Peter Schuller wrote:
>> Is there a specific reason why you need to do the caching at the DB  
>> level instead of the file system?  I'm really curious as i've got  
>> conflicting data on why people do this.  If i get more data on real  
>> reasons on why we shouldn't cache at the file system, then this could  
>> get bumped up in my priority queue.
> 
> FWIW a MySQL database was recently moved to a FreeBSD system with
> ZFS. Performance ended up sucking because for some reason data did not
> make it into the cache in a predictable fashion (simple case of
> repeated queries were not cached; so for example a very common query,
> even when executed repeatedly on an idle system, would take more than
> 1 minute instead of 0.10 seconds or so when cached).
> 
> Ended up convincing the person running the DB to switch from MyISAM
> (which does not seem to support DB level caching, other than of
> indexes) to InnoDB, thus allowing use of the InnoDB buffer cache.
> 
> I don't know why it wasn't cached by ZFS/ARC to begin with (the size
> of the ARC cache was definitely large enough - ~ 800 MB, and I know
> the working set for this query was below 300 MB).

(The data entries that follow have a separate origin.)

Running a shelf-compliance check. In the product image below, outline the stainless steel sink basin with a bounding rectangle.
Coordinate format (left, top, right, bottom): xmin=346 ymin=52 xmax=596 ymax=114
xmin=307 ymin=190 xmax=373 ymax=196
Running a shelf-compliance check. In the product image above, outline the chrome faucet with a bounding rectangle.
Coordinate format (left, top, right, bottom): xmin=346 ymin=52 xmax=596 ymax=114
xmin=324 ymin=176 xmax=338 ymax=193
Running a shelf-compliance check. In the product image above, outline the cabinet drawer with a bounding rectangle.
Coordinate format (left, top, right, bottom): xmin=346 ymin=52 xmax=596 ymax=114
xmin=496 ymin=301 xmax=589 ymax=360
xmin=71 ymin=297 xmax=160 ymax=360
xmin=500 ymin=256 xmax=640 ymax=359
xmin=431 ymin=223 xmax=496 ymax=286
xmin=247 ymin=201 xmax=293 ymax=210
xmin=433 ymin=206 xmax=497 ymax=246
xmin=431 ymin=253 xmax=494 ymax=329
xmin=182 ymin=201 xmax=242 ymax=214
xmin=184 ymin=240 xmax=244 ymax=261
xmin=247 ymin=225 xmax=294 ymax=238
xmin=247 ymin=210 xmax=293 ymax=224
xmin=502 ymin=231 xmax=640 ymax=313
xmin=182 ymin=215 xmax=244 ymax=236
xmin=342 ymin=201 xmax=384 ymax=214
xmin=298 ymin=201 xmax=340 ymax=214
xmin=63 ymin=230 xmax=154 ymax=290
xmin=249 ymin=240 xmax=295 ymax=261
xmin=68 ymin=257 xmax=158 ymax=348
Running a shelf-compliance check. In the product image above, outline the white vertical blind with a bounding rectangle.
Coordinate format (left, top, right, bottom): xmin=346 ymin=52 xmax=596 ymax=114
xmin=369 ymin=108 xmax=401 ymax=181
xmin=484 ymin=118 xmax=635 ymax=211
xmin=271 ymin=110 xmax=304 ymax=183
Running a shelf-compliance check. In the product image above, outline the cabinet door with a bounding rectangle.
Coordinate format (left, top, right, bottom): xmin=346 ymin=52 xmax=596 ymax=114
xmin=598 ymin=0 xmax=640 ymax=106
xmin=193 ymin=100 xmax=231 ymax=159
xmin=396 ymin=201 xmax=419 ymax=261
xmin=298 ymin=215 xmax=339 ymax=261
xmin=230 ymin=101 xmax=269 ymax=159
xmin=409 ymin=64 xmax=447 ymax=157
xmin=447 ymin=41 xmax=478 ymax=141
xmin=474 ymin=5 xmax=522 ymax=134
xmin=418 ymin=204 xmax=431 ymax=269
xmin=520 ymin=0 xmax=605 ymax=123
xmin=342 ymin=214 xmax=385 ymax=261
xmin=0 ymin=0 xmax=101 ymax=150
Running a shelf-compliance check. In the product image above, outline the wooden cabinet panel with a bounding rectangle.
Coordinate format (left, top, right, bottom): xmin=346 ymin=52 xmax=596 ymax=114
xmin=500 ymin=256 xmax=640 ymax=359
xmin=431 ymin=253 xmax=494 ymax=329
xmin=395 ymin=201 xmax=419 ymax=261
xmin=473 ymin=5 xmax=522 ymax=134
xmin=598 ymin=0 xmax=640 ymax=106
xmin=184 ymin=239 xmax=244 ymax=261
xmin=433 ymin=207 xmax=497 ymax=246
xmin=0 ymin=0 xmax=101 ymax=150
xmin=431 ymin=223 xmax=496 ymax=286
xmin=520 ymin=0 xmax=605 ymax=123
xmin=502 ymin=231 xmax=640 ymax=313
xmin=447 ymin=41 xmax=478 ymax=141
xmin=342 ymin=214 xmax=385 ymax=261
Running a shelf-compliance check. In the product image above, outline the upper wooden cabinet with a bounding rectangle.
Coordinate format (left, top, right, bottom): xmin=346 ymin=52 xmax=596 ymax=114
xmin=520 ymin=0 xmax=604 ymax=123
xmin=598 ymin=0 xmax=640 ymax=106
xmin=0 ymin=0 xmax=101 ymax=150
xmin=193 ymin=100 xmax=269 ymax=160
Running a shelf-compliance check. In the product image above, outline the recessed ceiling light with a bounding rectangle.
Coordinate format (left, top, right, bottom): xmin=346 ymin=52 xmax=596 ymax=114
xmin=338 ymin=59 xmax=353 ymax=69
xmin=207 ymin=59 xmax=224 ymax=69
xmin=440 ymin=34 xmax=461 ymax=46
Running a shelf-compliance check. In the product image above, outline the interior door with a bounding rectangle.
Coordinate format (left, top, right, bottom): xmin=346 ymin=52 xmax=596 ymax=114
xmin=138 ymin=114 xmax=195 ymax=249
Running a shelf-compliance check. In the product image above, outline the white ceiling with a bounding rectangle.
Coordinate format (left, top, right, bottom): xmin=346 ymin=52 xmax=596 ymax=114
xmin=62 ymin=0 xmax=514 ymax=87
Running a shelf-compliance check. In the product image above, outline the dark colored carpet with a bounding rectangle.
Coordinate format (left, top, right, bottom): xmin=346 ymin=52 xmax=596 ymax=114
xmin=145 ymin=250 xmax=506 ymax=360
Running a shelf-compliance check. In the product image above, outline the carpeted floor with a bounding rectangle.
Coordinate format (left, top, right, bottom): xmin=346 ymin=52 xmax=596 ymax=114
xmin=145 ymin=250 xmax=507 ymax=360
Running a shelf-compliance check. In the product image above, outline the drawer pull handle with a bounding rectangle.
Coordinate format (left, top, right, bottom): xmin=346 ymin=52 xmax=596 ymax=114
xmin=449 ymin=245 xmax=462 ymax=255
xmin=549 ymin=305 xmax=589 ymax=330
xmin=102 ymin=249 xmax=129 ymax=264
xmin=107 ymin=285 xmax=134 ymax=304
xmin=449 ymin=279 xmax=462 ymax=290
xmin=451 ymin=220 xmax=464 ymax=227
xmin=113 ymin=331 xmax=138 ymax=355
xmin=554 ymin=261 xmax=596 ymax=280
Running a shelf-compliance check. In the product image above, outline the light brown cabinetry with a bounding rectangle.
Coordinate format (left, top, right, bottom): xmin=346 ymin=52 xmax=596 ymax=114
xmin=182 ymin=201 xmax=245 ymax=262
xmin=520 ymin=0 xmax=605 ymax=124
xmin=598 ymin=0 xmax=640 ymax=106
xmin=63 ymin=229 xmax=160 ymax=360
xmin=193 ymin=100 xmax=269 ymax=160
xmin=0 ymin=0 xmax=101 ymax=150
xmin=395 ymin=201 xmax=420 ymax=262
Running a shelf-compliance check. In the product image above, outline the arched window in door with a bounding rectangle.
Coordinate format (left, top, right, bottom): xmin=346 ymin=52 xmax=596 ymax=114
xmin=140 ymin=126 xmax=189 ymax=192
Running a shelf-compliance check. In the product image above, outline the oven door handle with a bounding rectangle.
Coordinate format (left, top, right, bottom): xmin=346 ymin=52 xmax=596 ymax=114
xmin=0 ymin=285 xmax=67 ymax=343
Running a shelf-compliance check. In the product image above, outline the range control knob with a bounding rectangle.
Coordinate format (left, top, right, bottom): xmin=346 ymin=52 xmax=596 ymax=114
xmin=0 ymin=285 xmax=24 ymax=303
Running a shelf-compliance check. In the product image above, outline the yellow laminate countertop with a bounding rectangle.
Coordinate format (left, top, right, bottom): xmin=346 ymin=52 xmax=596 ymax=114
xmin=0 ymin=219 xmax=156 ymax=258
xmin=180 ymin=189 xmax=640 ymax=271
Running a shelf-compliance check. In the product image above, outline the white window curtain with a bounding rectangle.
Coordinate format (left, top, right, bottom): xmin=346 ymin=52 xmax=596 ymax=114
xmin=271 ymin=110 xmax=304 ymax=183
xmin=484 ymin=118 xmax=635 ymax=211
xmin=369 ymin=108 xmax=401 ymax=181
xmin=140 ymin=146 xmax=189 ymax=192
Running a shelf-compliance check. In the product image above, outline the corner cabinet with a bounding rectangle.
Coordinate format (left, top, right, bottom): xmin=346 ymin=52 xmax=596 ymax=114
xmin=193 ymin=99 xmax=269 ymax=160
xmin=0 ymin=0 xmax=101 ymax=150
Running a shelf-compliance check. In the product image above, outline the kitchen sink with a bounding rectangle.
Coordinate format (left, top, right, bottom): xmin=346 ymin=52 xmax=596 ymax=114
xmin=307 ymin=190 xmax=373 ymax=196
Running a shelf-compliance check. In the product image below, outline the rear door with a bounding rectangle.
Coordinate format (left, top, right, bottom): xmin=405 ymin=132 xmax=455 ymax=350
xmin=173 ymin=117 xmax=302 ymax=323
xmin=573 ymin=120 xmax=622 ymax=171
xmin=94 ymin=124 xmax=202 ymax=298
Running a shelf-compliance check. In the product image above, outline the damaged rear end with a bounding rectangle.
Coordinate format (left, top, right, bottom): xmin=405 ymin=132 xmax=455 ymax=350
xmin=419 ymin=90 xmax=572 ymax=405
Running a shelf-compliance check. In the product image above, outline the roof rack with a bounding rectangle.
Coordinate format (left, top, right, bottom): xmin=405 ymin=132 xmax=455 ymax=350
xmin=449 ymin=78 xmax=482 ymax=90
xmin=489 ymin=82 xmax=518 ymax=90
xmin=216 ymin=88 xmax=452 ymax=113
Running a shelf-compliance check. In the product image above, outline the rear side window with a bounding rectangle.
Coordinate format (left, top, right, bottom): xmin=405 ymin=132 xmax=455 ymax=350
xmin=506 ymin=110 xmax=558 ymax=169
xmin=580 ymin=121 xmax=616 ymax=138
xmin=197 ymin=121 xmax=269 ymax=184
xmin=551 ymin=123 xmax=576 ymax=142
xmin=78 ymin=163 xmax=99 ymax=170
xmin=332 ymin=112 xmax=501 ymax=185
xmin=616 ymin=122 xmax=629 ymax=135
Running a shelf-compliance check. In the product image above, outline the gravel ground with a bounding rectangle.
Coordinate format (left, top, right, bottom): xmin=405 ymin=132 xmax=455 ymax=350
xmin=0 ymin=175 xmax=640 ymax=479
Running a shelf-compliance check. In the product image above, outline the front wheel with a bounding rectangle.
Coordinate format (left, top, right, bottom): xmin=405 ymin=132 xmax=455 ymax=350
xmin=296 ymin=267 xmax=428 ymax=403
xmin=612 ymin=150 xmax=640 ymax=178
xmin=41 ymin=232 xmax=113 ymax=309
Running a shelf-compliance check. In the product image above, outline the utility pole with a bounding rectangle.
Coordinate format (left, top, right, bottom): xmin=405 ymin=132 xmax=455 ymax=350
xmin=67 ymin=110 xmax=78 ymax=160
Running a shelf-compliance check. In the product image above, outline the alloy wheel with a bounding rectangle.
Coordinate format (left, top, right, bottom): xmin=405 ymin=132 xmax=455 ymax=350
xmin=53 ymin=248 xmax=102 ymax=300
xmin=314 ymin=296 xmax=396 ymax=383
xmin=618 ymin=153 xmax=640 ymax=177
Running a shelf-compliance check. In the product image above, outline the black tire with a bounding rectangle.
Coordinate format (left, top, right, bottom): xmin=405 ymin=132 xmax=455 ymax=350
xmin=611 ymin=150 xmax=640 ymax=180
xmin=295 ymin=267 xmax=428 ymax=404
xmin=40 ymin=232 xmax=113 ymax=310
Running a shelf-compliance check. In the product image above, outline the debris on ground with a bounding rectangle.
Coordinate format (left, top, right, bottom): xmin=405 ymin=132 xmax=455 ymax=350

Perhaps it has to do
> with ARC trying to be smart and avoiding flushing the cache with
> useless data? I am not read up on the details of the ARC. But in this
> particular case it was clear that a simple LRU had been much more
> useful - unless there was some other problem related to my setup or
> FreeBSD integration that somehow broke proper caching.

Neel's arcstat might help shed light on such behaviour.